So, unbelievably, one month ago, i was in Paris. Wah? Honestly—people say it all the time, yadda, but—time passes so quickly. So i guess, before time gets away from me and i start to have to blog about how i’m leaving Senegal in T-minus 25 days (again, wah), i should chat a little bit about my time in ol’ Paris.
So, a big thing that colored the trip for me was that i was completely alone (save the first day, when i met with my bud Laurel, and the last day, when i met some friend from Women Writing for (a) Change in Cincinnati for dinner (yup, time passes quickly and the world is small)). Completely alone after spending two weeks straight with Avery traveling and chilling and eating and talking and all. So, perhaps needless to say, i was pretty sad and lonely some of the time. Not so much during the day, when i kept busy exploring, but when evening began to fall, i wished really hard for someone to debrief the day over dinner with. It was tough, but in a sense it was also liberating, and sort of felt like a good “fast,” a period of contemplation on the cusp of the new year.
That aside, i saw many things. If you’ve been following this blog you may recall the handful of days i spent alone in Copenhagen in September, and i recall that i ended up not doing a whole bunch of exploring. The same cannot be said of my solo trip to Paris. I visited many museums and landmarks, including le Musée d’Orangerie (art museum featuring Monet’s waterlilies, breathtaking), le Musée de Cluny (medieval history, so cool), Notre Dame (i was a little scandalized that we were allowed to tour the church while a mass was taking place), the Opera Garnier (setting, of course, of The Phantom of the Opera, the story with which i was heavily obsessed in junior high and what made my trip to Paris feel as much like a pilgrimage as a vacation), and the Parisian catacombs (also POTO-related and just generally goth and awesome).

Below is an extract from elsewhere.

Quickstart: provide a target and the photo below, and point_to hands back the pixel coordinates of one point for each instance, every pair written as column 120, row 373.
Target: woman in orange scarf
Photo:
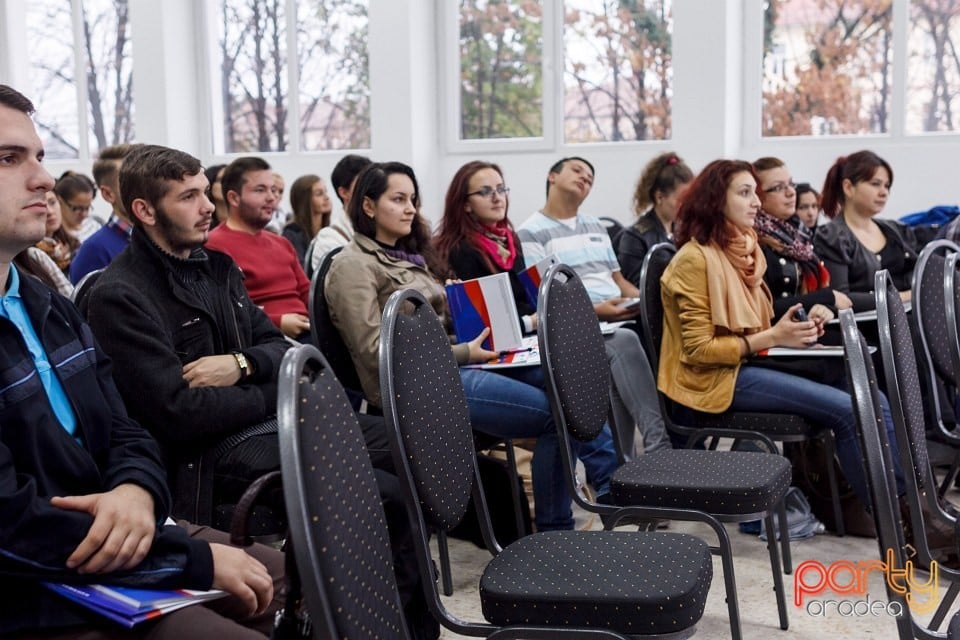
column 718, row 311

Also kept myself bien amusée by seeing Skyfall and The Hobbit, drinking kirs pêches (white wine mixed with peach liqueur) at a café near my hostel after the day’s wanderings, reading one of the numerous books i’d bought in Paris/acquired from Avery before her departure, and just wandering around Paris. Now that i reflect on it a bit, i realize one of the things that i liked the most about being in Paris was the freedom: i could get to wherever i wanted to be using a map, or by looking up the address on the Internet. I liked being able to just wander around and be able to just hop on a Metro if i got too lost. Navigation has actually been an unforeseen challenge of my time in Dakar. Because street names change frequently, and businesses often close or change locations, the addresses you find online for a restaurant or whatever are often incorrect—if you could even find one in the first place. Add to this the fact that i’m pretty bad at getting around and the result is me being too lazy/afraid to try to find places on my own. So, it was nice to spend some time in a place where i was reasonably competent in getting where i wanted to go.
Six days isn’t a lot of time for Paris, but i found myself pretty unstressed by it, as i anticipate returning in the future, hopefully multiple times. I don’t think it was my kindred city—way too fashionable, ha—but i loved it quite a lot.
Also, it was my birthday the other day.
Not my first birthday away from home, but my first out of the country. I went to the beach with Fiona and my new co-American, Gerrit (and went in the ocean even though it was freezing!), listened to Fleetwood Mac, went downtown for dinner with my friends at an Indian restaurant (called Indiana, ha), had my customary peanut butter birthday cake (courtesy of Julia and Laurel), and went to the bar. All in all, not such a bad day.
Even though i missed the States/Avery/home/other friends, it came down to being surrounded by people who care about me, and who i care about, and that’s all i can really ask for. Thanks for making it a wonderful birthday, friends!